Não cabe ao govêrno propor o desenvolvimento regional, mas monitorizá-lo de modo a diminuir as desigualdades regionais. E isto ficou claramente explícito com a “flexibilização” da legislação que regula licitações para “viabilizar” a Copa do Mundo.

Se um simples campeonato de futebol, que muito provavelmente irá custar muito mais do que vai trazer de divisas, é suficiente para tal comportamento de parte de um govêrno, qual a garantia que o setor vai ter de preservação das normas que regulam o setor?

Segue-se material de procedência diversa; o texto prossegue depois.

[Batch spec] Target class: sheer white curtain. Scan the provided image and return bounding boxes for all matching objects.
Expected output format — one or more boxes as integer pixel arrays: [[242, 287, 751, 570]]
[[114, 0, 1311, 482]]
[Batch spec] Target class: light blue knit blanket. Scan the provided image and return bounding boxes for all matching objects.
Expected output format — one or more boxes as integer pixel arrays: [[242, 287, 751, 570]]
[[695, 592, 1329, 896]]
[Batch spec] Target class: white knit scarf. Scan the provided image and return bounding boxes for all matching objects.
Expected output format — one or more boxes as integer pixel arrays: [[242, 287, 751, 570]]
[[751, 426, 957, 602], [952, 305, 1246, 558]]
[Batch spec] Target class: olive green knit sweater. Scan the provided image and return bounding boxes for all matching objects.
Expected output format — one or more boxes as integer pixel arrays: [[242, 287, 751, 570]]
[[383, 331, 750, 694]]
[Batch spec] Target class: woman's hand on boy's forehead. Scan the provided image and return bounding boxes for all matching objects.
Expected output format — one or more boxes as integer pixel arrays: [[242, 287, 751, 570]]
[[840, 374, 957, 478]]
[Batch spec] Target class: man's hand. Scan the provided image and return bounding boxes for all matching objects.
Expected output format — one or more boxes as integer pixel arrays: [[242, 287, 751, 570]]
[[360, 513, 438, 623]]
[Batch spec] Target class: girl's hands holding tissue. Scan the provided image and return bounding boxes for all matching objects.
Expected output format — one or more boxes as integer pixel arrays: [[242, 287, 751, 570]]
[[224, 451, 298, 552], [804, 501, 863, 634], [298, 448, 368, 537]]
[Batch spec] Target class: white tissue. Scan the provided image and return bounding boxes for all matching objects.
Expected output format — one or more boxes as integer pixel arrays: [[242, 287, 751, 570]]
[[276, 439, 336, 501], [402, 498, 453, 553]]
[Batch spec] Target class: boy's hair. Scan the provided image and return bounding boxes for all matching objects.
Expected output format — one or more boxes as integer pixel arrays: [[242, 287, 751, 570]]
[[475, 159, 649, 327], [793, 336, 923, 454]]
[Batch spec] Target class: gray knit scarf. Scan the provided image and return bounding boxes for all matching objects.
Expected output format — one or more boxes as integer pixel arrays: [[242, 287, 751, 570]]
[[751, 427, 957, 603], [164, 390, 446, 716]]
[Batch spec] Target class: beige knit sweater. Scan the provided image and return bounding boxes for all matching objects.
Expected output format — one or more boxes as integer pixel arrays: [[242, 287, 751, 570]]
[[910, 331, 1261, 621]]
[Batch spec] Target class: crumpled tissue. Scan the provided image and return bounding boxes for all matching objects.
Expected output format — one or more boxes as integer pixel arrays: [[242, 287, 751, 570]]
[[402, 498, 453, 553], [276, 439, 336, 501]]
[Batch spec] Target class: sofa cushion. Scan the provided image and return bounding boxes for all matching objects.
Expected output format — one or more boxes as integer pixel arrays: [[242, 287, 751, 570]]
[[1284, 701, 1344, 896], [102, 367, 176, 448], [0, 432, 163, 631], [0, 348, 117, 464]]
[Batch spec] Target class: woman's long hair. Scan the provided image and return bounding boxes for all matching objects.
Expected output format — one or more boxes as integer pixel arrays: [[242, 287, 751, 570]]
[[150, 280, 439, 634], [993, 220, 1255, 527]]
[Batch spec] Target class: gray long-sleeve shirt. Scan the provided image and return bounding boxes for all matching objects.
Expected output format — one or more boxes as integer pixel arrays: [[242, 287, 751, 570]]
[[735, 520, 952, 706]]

Quando, e em que têrmos, uma “flexibilização” poderá ocorrer no setor e comprometer o desempenho das empresas?

Há alguma garantia que não haverá “apagão logístico governamental”?

A efetiva diminuição das desigualdades regionais somente será alcançada com a liberdade completa para os mercados da economia dos transportes, uma vez que não é possível para órgãos de govêrno intervir em todos os aspectos da economia em que o desenvolvimento ocorre e os custos dos transportes são completamente incorporados aos prêços dos produtos, fazendo a vida de todos custar mais caro.

Somente os empresários e os trabalhadores podem contribuir com uma visão prospectiva do desenvolvimento da economia dos transportes.

Trabalhadores ou empresários, quando no govêrno, perdem a perspectiva e o contato com as localidades onde a economia verdadeira ocorre: a cidade, o município.

Somente os prefeitos têm o contato permanente com os agentes econômicos das cidades para propor o desenvolvimento desejado e necessário ao povo das cidades.

Assim, a elaboração de um Mapa Estratégico da Logística dos Transportes em nível municipal, regional, estadual e nacional poderá indicar os caminhos do desenvolvimento sustentável da economia dos transportes.

Será que a Frente vai fazer o Mapa Estratégico da Logística dos Transportes do Brasil?